In the same year he was elected as an Associate of the Royal Academy, seemingly the portrait might have been a way of marking this important event in his life. The painting itself is now in Tate Gallery, London, England.
Self Portrait is a whimsical self-image of J.M.W Turner. His eyes seem to cut deep, staring with an air of confidence and has a general look of secrecy, as if there's more to it than what shows.
His hair is blonde and slightly unkempt, giving him a rough edge. Down his neck is a white scarf carelessly wrapped around it and he has a silver waistcoat and a brown-ish coat, which somehow portrays him as a hero of war.
His cheeks are quite flustered and quite full, giving him a boyish yet manly look.
His facial features are not over defined, particularly his nose which he carefully minimised the enormous effect. Which is quite contrary to the work of George Dance. Dance painted a portrait of J.M.W Turner when Turner was just 17 years old.
In that particular portrait Turner's nose was savagely captured, in addition to that, he was featured with long hair and quite raggedly. This made him look like a radical French. He's radical in this particular self-portrait, except he looks like he's on a mission of some sort.
The dim background has an interesting effect on the scene. He looks like he's in space and no object is around him whatsoever, like a lonely star.
The objectless background forces all the focus on him, making him the sole source of attraction when you take a first look at it. The artwork theme seems to be his signature theme.

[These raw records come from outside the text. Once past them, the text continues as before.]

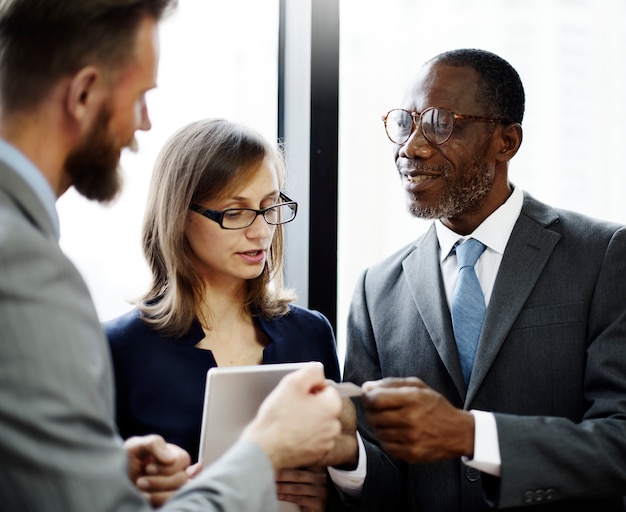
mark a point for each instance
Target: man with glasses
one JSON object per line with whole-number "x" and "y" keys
{"x": 493, "y": 344}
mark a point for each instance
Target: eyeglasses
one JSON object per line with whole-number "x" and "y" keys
{"x": 240, "y": 218}
{"x": 437, "y": 124}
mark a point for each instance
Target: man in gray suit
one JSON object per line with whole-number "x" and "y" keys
{"x": 73, "y": 78}
{"x": 535, "y": 413}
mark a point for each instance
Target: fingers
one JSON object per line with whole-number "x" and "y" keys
{"x": 297, "y": 424}
{"x": 393, "y": 382}
{"x": 194, "y": 470}
{"x": 305, "y": 487}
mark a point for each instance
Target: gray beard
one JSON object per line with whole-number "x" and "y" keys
{"x": 461, "y": 196}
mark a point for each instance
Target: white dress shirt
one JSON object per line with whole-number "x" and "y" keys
{"x": 494, "y": 233}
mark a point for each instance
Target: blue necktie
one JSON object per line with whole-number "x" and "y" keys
{"x": 468, "y": 304}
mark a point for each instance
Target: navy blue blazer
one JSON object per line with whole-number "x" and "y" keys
{"x": 160, "y": 380}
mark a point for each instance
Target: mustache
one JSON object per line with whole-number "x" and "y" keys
{"x": 410, "y": 167}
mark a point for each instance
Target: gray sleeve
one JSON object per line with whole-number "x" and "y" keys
{"x": 242, "y": 480}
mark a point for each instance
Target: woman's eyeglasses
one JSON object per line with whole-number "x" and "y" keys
{"x": 240, "y": 218}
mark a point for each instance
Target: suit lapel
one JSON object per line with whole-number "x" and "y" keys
{"x": 423, "y": 274}
{"x": 26, "y": 200}
{"x": 526, "y": 254}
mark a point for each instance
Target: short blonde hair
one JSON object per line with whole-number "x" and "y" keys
{"x": 203, "y": 160}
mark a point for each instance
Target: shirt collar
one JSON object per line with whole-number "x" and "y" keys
{"x": 15, "y": 159}
{"x": 493, "y": 232}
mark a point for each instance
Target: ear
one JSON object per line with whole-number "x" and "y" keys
{"x": 82, "y": 92}
{"x": 510, "y": 141}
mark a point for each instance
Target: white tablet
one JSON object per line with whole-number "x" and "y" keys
{"x": 231, "y": 400}
{"x": 232, "y": 397}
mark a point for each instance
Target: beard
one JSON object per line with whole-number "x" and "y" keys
{"x": 93, "y": 166}
{"x": 463, "y": 193}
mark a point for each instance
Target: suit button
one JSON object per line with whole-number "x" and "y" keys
{"x": 472, "y": 474}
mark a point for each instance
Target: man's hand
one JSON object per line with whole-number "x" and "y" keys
{"x": 305, "y": 487}
{"x": 298, "y": 423}
{"x": 157, "y": 468}
{"x": 415, "y": 423}
{"x": 345, "y": 453}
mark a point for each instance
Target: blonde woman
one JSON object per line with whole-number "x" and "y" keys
{"x": 213, "y": 238}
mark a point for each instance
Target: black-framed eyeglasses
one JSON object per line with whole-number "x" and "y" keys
{"x": 437, "y": 124}
{"x": 240, "y": 218}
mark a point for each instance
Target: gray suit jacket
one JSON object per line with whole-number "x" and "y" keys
{"x": 551, "y": 365}
{"x": 59, "y": 449}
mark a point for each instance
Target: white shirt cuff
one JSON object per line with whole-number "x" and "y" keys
{"x": 486, "y": 447}
{"x": 351, "y": 482}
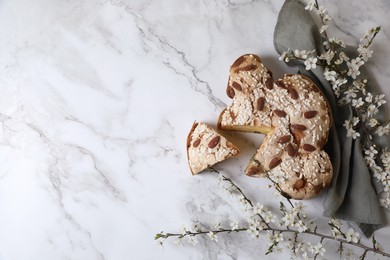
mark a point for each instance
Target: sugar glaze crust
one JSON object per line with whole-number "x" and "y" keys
{"x": 206, "y": 147}
{"x": 293, "y": 113}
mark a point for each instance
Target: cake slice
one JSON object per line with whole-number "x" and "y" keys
{"x": 206, "y": 147}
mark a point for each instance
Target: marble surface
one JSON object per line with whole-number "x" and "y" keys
{"x": 97, "y": 98}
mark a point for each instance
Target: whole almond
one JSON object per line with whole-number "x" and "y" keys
{"x": 308, "y": 148}
{"x": 314, "y": 88}
{"x": 196, "y": 143}
{"x": 310, "y": 114}
{"x": 269, "y": 83}
{"x": 239, "y": 61}
{"x": 293, "y": 93}
{"x": 274, "y": 162}
{"x": 237, "y": 86}
{"x": 213, "y": 142}
{"x": 280, "y": 113}
{"x": 230, "y": 92}
{"x": 280, "y": 84}
{"x": 249, "y": 67}
{"x": 284, "y": 139}
{"x": 299, "y": 184}
{"x": 298, "y": 127}
{"x": 291, "y": 151}
{"x": 260, "y": 103}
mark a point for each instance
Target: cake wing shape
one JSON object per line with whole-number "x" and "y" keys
{"x": 206, "y": 147}
{"x": 293, "y": 113}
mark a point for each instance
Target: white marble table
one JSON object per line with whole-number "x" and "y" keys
{"x": 97, "y": 98}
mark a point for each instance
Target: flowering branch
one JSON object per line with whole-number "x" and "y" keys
{"x": 274, "y": 234}
{"x": 344, "y": 75}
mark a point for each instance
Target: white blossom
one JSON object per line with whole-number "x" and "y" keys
{"x": 350, "y": 94}
{"x": 357, "y": 102}
{"x": 342, "y": 57}
{"x": 323, "y": 28}
{"x": 298, "y": 208}
{"x": 269, "y": 217}
{"x": 301, "y": 226}
{"x": 192, "y": 240}
{"x": 383, "y": 130}
{"x": 284, "y": 56}
{"x": 218, "y": 225}
{"x": 288, "y": 220}
{"x": 371, "y": 151}
{"x": 213, "y": 236}
{"x": 373, "y": 122}
{"x": 330, "y": 75}
{"x": 380, "y": 100}
{"x": 234, "y": 225}
{"x": 184, "y": 229}
{"x": 178, "y": 242}
{"x": 327, "y": 56}
{"x": 354, "y": 66}
{"x": 385, "y": 157}
{"x": 369, "y": 98}
{"x": 310, "y": 63}
{"x": 277, "y": 237}
{"x": 352, "y": 236}
{"x": 365, "y": 52}
{"x": 319, "y": 249}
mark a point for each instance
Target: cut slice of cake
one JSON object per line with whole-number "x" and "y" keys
{"x": 206, "y": 147}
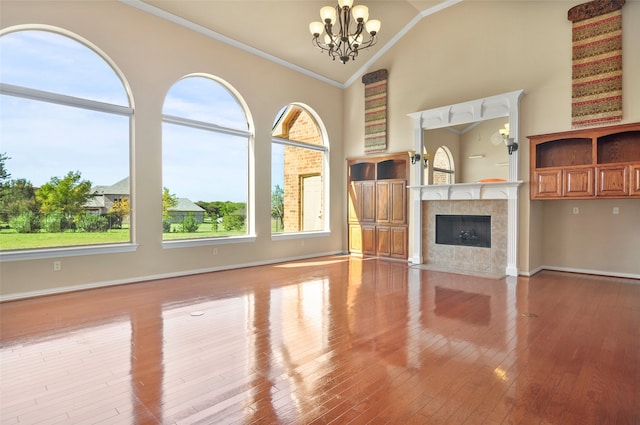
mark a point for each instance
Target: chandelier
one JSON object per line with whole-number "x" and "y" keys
{"x": 348, "y": 40}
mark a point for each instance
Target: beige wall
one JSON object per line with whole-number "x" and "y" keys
{"x": 478, "y": 49}
{"x": 468, "y": 51}
{"x": 153, "y": 54}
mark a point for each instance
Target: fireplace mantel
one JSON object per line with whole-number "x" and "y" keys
{"x": 467, "y": 191}
{"x": 502, "y": 105}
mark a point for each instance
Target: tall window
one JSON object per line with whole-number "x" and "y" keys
{"x": 443, "y": 170}
{"x": 298, "y": 157}
{"x": 65, "y": 122}
{"x": 205, "y": 160}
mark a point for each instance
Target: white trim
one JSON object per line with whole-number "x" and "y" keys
{"x": 202, "y": 125}
{"x": 73, "y": 251}
{"x": 413, "y": 22}
{"x": 299, "y": 235}
{"x": 467, "y": 191}
{"x": 502, "y": 105}
{"x": 59, "y": 290}
{"x": 223, "y": 38}
{"x": 188, "y": 243}
{"x": 588, "y": 271}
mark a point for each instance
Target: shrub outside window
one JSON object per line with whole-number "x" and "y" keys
{"x": 205, "y": 161}
{"x": 298, "y": 177}
{"x": 65, "y": 125}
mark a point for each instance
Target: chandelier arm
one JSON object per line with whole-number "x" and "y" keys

Similar portraits attributed to Turner are three of his other portraits, two of which are self-portraits. One he was significantly young, and the other he was 16 years old. The third portrait was a portrait of a young man previously mistaken to be his self-portrait sometime back.
One identical trait in almost all of his work is the way the art does not give much details but sort of incites you to imagine what could be there. This portrait lays a platform just exactly for that, for the way his work motivates one to look deep and interpret even deeper.